The premium check-in line at LAX was longer than the regular line - and the Eastern European woman who served me had such minimal English that I seriously could not understand her - heading off in completely the wrong direction.
It immediately occurred to me that Virgin Australia had been engaged in some staff cost cutting.
That point was emphasised by the boarding procedure - which had the American gentleman ahead of me talking about "untrained, minimum wage employees".
On board in economy, there were very few crew to be found to help passengers to the fairly uncomfortable seats. And zero service (or announcements) for 90 minutes after we boarded for a delayed departure.
To keep flyers refreshed there was a 240ml Read tiny) bottle of water in your seat - which you were supposed to re-fill yourself; no easy mission if you were in a window seat (note to self: never again take a window seat on a long-haul flight).

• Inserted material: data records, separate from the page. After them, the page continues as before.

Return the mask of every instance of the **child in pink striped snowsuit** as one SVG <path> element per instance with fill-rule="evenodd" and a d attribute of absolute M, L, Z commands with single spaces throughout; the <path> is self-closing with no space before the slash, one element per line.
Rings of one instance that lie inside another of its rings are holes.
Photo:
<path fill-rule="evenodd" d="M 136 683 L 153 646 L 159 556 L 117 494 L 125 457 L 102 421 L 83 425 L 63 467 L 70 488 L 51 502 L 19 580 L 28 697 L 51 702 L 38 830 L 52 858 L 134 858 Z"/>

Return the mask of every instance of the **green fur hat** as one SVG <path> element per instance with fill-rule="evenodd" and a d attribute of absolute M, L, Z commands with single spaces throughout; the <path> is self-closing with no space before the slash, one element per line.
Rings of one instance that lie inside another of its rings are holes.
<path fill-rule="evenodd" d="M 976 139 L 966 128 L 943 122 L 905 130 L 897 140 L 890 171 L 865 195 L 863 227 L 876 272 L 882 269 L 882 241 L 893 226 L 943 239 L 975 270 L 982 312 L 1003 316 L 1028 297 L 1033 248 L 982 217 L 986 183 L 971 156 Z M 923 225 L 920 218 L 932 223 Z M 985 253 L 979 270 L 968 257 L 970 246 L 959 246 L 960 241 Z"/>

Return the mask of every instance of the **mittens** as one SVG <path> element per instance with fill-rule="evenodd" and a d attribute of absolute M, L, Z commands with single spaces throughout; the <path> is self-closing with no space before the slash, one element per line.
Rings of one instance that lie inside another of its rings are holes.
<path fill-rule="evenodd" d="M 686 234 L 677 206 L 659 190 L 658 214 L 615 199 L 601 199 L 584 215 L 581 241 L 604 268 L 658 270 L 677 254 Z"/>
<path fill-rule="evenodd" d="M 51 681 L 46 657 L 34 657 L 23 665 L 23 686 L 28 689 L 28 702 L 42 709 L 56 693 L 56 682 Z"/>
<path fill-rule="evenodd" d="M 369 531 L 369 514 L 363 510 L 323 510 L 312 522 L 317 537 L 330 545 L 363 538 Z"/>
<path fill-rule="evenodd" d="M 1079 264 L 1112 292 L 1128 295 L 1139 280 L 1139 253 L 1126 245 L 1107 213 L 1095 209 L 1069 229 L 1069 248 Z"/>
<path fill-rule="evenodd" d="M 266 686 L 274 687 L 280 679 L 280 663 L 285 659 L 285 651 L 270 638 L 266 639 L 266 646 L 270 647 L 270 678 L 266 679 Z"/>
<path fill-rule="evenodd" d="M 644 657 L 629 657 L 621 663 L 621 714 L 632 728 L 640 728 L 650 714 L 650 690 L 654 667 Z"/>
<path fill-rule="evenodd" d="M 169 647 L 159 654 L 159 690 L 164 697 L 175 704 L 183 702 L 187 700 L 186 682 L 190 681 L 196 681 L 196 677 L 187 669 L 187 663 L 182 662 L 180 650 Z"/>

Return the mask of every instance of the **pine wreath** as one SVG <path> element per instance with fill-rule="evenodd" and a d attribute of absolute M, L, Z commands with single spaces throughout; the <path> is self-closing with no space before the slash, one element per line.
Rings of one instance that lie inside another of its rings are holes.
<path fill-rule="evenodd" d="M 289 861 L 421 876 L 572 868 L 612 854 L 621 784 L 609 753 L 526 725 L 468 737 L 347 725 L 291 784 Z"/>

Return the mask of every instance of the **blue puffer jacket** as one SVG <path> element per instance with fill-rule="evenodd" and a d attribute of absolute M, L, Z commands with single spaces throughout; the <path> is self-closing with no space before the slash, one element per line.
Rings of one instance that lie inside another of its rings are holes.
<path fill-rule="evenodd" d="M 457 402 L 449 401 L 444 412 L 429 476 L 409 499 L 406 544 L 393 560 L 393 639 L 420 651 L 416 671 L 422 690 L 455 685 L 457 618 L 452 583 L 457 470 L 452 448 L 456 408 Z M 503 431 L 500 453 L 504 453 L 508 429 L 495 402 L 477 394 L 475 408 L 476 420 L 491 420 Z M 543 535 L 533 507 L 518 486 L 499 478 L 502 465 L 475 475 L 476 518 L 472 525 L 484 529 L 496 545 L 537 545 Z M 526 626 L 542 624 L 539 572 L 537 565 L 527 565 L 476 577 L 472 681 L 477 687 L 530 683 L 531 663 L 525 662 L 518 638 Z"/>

Dinner marked a new nadir. A stale bread roll; a Thai chicken curry without any spice and largely composed of four or five pieces of ultra-tough chook.
Dessert was equally ill-thought-out: a salty caramel ice cream. Salt not being ideal when there is minimal water. What are you thinkingLuke Mangan?
For the next 12 or so hours nothing much - unless you wanted to make your way back for a re-fill of warm water, an apple or a muesli bar. Or maybe I missed some mid-flight 777-300 treat by fitfully sleeping?
I passed on the "breakfast" wrap, vowing not to eat again until I was on terra firma.
I told the cabin steward the food had been awful and he admitted there had been "lots of complaints" about a new service style and urged me to fill in a feedback form. I'm doing this instead.
I did point out my criticisms to the extremely charming cabin supervisor who explained this is a new flight format. She listened and that was very much appreciated.
Maybe Virgin would be better advised spending money on decent food and water for the masses rather than boasting about lie-flat business seats for a handful of guests on flights to Perth to LA, investing all its money in "The Business".
To be fair, I am a fan and regular user of Virgin's domestic flights, and a Brisbane-LAX trip 10 days earlier was OK. I love the lounge service in Melbourne, particularly, and Sydney.
Incidentally, prior to this trip I sent three emails to Virgin asking for basic "fact box" material for flights between Australia and the US to use in potential stories. Useful info for any would-be flyers who still read newspapers and magazines (or even this blog). I received no reply. Maybe their PR people simply do not care.
# The writer is a Virgin platinum frequent flyer but is seriously reconsidering his loyalty.
# Virgin apologised for my experience in an email and offered 7,000 frequent flyer points as compensation.